Fine-scale topography shape richness, community composition, stem and biomass hyperdominant species in Brazilian Atlantic forest

Abstract

Topography is an important driver that determines diversity patterns and ecosystem functioning in tropical forests. However, there are few studies analyzing contrasting topographical conditions on the relative importance of species to ecosystem functioning, mainly on those who have a greater contribution (i.e., hyperdominant species). We aimed to evaluate whether contrasting topographical conditions determine changes in tree species richness, community composition, and the number of stem and biomass hyperdominant species in a Brazilian Atlantic remnant forest fragment. We selected two areas on distinct hillsides with contrasting topographic conditions, at the biological reserve of the Federal University of Viçosa, Minas Gerais state, southeastern Brazil.

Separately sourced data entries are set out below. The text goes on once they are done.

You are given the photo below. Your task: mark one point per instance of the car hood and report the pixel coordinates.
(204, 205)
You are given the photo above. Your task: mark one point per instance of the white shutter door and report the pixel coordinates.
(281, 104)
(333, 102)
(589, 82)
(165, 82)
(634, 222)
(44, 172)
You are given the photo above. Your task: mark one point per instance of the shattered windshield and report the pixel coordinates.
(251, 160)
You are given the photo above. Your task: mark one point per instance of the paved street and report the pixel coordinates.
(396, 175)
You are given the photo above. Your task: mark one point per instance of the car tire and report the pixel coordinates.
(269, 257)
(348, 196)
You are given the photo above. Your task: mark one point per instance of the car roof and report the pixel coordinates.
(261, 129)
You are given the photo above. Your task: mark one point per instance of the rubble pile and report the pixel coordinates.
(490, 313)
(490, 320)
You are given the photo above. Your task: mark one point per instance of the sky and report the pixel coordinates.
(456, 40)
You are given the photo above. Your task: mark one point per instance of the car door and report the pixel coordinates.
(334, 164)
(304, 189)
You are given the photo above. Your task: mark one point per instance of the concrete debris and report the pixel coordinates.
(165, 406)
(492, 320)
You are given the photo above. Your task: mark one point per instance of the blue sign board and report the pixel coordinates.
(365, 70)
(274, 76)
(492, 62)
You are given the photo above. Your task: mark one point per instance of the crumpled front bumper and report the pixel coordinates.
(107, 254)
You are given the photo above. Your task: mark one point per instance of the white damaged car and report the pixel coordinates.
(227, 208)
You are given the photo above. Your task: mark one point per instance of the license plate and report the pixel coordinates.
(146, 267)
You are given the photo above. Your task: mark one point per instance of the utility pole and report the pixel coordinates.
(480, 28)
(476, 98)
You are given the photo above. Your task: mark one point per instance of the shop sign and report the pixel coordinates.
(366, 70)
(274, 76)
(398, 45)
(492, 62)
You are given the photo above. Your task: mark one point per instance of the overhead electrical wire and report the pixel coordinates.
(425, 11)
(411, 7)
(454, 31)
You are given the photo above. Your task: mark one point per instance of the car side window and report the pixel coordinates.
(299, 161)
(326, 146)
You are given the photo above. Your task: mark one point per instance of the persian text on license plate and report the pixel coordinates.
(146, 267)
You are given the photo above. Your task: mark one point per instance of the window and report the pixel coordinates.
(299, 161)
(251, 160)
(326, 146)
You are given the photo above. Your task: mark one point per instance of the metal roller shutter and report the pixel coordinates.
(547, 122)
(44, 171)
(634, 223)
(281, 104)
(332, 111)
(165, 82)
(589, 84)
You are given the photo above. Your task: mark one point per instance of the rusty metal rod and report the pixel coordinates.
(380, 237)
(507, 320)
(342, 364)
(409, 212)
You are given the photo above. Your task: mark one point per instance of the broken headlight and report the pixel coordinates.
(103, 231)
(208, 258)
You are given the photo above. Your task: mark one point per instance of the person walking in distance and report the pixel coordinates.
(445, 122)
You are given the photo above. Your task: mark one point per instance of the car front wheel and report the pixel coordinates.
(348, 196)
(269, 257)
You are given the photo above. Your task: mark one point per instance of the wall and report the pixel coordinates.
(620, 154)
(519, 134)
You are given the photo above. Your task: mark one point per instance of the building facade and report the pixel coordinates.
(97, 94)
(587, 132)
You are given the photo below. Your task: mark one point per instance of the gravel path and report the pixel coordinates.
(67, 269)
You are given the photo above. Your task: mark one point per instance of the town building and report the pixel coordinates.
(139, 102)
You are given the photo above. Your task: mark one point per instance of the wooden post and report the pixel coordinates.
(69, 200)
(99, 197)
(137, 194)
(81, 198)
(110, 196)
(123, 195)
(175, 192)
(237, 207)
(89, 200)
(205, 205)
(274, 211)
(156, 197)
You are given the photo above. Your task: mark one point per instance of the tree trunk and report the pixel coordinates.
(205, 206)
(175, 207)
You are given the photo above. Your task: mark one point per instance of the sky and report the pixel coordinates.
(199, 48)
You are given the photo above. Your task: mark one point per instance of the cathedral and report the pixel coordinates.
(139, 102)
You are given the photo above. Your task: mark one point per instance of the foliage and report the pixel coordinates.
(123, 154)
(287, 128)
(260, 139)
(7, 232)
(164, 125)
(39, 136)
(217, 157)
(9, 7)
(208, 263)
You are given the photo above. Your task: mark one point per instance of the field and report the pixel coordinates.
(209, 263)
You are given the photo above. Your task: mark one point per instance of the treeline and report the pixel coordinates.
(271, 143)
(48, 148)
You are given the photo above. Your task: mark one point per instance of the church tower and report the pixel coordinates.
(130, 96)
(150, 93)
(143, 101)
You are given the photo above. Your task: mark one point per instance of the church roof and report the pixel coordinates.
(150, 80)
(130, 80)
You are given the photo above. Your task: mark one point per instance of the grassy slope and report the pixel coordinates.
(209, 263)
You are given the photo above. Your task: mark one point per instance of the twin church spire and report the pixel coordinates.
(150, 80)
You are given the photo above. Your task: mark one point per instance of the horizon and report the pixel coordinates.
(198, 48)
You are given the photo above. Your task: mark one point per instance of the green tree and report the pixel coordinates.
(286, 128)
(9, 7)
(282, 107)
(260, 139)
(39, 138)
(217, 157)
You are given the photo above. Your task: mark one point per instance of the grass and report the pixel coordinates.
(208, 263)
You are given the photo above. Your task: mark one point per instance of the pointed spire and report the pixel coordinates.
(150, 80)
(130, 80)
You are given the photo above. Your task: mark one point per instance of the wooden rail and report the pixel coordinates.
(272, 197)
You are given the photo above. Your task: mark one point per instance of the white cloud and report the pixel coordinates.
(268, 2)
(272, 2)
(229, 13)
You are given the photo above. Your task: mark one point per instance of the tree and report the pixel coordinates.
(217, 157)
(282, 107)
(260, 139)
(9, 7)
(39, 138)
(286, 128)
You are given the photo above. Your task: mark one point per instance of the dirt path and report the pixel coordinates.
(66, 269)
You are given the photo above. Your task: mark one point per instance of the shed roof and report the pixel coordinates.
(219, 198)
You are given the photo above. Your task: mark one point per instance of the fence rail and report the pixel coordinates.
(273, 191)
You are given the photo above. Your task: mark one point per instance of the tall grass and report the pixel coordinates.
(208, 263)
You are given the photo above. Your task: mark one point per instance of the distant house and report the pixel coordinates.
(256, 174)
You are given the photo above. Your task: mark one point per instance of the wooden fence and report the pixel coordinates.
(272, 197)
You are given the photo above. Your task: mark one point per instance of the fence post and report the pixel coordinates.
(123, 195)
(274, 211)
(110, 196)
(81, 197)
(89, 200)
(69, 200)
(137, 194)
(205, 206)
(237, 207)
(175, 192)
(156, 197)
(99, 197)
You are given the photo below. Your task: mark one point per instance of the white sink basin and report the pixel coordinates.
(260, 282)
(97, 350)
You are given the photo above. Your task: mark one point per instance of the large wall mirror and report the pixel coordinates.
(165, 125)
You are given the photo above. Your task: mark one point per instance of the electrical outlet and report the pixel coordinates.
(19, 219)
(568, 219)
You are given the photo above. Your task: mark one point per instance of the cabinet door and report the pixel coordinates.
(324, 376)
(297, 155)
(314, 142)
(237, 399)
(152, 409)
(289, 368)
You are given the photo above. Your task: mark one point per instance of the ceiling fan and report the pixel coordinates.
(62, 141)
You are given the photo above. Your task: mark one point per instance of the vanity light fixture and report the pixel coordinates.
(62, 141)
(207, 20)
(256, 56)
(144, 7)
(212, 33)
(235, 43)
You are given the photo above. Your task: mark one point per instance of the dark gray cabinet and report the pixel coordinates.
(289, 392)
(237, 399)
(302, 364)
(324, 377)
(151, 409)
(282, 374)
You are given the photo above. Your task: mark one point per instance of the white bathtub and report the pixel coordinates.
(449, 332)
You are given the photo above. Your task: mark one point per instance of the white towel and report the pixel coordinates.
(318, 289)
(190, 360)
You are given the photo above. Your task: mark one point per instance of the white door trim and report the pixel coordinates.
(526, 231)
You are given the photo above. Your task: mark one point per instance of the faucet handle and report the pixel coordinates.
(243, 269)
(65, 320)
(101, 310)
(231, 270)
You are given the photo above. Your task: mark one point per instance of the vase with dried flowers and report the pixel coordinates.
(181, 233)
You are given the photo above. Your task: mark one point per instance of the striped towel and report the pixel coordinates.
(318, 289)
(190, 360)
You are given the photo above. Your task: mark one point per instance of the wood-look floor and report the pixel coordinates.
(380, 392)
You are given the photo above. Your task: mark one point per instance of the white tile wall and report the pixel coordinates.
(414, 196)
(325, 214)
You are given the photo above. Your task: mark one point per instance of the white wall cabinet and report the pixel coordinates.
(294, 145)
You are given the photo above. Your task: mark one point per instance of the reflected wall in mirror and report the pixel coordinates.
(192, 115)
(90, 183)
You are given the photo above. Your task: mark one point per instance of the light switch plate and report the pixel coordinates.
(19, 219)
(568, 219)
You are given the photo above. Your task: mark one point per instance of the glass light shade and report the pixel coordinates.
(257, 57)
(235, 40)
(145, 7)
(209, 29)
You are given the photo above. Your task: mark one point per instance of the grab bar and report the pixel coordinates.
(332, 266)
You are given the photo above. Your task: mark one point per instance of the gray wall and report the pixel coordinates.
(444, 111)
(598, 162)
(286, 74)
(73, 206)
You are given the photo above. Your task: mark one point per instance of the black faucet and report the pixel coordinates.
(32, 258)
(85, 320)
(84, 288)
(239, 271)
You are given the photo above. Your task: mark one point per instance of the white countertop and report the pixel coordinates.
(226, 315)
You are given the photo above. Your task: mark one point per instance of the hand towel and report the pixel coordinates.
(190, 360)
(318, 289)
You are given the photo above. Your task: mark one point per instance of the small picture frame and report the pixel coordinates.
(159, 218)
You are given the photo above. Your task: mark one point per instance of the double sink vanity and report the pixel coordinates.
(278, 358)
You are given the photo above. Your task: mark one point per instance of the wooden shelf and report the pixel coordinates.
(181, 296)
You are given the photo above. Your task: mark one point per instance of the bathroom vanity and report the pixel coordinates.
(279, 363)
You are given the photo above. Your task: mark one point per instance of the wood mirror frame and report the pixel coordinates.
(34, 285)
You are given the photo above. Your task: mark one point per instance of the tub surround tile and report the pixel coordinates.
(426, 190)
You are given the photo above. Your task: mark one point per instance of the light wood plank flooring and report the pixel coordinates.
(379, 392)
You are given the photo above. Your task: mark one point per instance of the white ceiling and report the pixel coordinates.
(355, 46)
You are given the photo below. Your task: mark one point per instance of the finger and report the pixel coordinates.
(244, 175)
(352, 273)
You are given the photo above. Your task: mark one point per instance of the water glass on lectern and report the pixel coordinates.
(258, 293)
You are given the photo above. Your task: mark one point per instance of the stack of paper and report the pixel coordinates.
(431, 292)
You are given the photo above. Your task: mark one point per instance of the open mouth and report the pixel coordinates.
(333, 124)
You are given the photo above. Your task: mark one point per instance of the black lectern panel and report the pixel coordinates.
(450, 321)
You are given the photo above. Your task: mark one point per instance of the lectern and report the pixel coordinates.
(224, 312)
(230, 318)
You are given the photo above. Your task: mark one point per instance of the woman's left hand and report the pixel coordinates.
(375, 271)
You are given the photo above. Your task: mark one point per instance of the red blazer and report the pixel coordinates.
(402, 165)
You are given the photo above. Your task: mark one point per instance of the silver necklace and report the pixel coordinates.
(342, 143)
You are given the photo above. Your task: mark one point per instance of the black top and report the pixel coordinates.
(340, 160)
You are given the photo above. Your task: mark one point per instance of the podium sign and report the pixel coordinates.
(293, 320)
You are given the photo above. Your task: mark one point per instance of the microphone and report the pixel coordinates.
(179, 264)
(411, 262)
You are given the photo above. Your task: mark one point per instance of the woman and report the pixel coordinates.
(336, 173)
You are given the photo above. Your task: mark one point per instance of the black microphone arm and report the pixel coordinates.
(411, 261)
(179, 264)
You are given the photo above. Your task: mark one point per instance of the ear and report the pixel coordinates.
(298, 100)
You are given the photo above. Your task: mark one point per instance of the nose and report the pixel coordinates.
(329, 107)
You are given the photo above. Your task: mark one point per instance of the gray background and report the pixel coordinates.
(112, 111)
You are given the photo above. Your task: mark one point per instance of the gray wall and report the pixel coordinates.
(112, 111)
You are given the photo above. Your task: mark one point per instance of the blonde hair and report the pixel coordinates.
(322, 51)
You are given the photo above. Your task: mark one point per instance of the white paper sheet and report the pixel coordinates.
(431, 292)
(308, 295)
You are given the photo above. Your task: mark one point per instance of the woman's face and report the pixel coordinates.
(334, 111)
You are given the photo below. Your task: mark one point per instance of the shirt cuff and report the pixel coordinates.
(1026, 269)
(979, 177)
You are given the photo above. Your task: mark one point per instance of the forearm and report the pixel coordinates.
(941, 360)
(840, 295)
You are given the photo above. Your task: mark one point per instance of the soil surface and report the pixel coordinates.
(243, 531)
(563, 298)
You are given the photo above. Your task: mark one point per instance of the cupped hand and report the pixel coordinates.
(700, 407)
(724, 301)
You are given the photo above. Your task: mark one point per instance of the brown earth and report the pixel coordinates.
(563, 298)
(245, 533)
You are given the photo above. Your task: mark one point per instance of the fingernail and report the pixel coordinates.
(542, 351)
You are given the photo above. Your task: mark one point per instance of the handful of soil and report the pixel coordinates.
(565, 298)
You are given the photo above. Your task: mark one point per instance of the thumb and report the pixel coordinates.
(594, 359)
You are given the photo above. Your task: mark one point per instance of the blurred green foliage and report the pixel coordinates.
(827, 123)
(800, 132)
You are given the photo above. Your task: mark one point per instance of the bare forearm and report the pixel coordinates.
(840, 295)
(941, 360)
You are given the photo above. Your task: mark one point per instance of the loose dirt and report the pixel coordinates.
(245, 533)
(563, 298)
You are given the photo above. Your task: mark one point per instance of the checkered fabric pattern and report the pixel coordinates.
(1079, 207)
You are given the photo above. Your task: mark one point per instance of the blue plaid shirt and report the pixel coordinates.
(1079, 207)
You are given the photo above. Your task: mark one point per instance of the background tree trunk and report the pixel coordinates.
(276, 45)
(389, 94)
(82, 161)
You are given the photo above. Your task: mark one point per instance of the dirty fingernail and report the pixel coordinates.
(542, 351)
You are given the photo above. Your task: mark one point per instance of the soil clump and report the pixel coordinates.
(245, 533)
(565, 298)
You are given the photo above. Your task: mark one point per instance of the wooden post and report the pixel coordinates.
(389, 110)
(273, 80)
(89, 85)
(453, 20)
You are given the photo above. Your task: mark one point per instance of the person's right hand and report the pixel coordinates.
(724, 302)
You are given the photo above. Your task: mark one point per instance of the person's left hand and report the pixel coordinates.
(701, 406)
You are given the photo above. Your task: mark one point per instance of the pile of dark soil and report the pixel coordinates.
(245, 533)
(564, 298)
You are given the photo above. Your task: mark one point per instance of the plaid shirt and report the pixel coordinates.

Each area (100 × 100 m) was sub-divided into 100 plots of 10 × 10 m. From each plot, all trees having diameter at breast height (DBH) ≥ 10 cm were identified to the species level and tagged for measurement. We measured three topographic variables (slope, elevation, and convexity) in each plot, based on the assumption that these variables may affect tree species diversity, species composition, and ecosystem function (aboveground biomass). The AGB of individual stems was calculated in all plots. We performed a multivariate regression tree for estimating topographical heterogeneity in each area. We found that species richness differed significantly between areas. Species richness in the Northeast area (the more topographically heterogeneous one) was 48% higher than that in the Southeast area, which is less topographically heterogeneous. The tree species composition varied considerably between areas, with similar AGB patterns being registered among plots. The number of stem hyperdominants varied significantly between areas. In the Southeast area, only two species out of the 85 recorded (2.38%) accounted for 50% of the number of stems hyperdominants, while in the Northeast area 10 species (7.94%) accounted for 50% of stems hyperdominants. Our results showed that high topographic heterogeneity induces high species richness and that the number of stem and biomass hyperdominant species increase along with richness on a local scale. Based on our results, we presume that biomass hyperdominance can also strongly influence forest ecosystem functioning on a local scale.